Having been nearly two decades since the Food and Drug Administration approved an Alzheimer’s treatment, Biogen’s Alzheimer’s disease drug, aducanumab, has been approved. Marketed under the name “Aduhelm,” it becomes the first medication cleared by U.S. regulators to slow cognitive decline in people living with Alzheimer’s.
The FDA’s decision was highly anticipated. The drug, which is marketed under the name Aduhelm, is also expected to generate billions of dollars in revenue for the company and offers new hope to friends and families of patients living with the disease.

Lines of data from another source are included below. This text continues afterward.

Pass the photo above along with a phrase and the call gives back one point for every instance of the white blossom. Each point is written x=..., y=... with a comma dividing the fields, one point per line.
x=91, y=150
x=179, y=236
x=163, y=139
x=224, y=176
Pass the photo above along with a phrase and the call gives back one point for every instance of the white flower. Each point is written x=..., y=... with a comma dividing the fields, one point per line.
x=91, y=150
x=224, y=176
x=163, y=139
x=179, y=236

Alzheimer’s disease is a progressive neurodegenerative disorder that slowly destroys memory and thinking skills. More than 6 million Americans are living with it, according to the Alzheimer’s Association. By 2050, that number is projected to rise to nearly 13 million, according to the group.

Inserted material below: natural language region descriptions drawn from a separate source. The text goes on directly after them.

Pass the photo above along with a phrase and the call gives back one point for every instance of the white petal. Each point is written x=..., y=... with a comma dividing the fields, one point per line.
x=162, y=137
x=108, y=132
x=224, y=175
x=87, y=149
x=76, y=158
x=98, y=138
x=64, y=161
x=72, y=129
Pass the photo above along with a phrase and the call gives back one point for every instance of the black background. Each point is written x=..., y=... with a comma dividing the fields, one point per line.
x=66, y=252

Big move for the fight against Alzheimer’s
This approval is significant in many ways. Aduhelm is the first novel therapy approved for Alzheimer’s disease since 2003. Perhaps more significantly, Aduhelm is the first treatment directed at the underlying pathophysiology of Alzheimer’s disease, the presence of amyloid-beta plaques in the brain. The clinical trials for Aduhelm were the first to show that a reduction in these plaques (a common finding in the brain of patients with Alzheimer’s) is expected to lead to a reduction in the clinical decline of this devastating form of dementia.
“It is a new day,” Harry Johns, CEO of the Alzheimer’s Association, said in a statement. “This approval allows people living with Alzheimer’s more time to live better. For families, it means being able to hold on to their loved ones longer. It is about reinvigorating scientists and companies in the fight against this scourge of a disease. It is about hope.”